Playbook: 6 steps to start your own agentic platform
- Identify the high-frequency ops: pick one workflow that chews up engineering hours and is safe to automate.
- Choose a managed runtime: use a managed agent platform to reduce infra burden and accelerate time-to-production.
- Build a developer kit: create a TRACK-style starter that enforces templates, tests, and security defaults.
- Implement a registry and approval gates: require human sign-off for production agents and maintain version history.
- Instrument and observe: add tracing, SLOs, dashboards for automation rate, failures, and cost.
- Iterate and scale: canary new agents, capture lessons, and broaden the catalog while keeping governance tight.
KPIs to track in months 0–6
- Percent of repeatable ops automated
- Engineer-hours saved per month
- Mean time to provision (before vs after)
- Number of agent-caused incidents and mean time to recover
- Approval turnaround time for human-in-the-loop checks
- Runtime cost per automated workflow
Frequently asked questions
-
What is agentic automation for platform engineering?
Agentic automation uses AI agents (conversational programs that can call tools) and an orchestrator to autonomously complete operational workflows while preserving compliance, audit, and human approvals where needed.
-
Why use a managed runtime like Amazon Bedrock AgentCore?
Managed runtimes remove undifferentiated infrastructure work (runtime, scaling, memory services), letting teams focus on agent behavior, governance, and integrations—accelerating time-to-production.
-
When should human-in-the-loop be enforced?
Use human approvals for operations that change security posture, access controls, or production state. Relax approvals for low-risk, repeatable tasks after you’ve built trust and observability.
-
How portable is this pattern across clouds and regulated environments?

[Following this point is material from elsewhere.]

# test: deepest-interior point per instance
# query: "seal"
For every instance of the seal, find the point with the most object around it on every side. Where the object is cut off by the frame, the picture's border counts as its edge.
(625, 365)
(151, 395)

The pattern—orchestrator + service agents + registry + memory + human approvals—is portable. Implementation details (identity models, logging, encryption) must be adapted to specific regulatory and cloud requirements.
-
How do you avoid runaway automation?
Enforce strict permissions, registry validation, canary deployments, and human approval gates. Maintain fail-safe manual processes that agents can fall back to when uncertain.
My take: build trust before speed. It’s easier to loosen constraints later than to restore confidence after an incident. Start small, instrument aggressively, and make governance a feature—not an afterthought. Agentic automation can shift platform engineering from firefighting to shipping, but only when it’s delivered with predictable controls and measurable outcomes.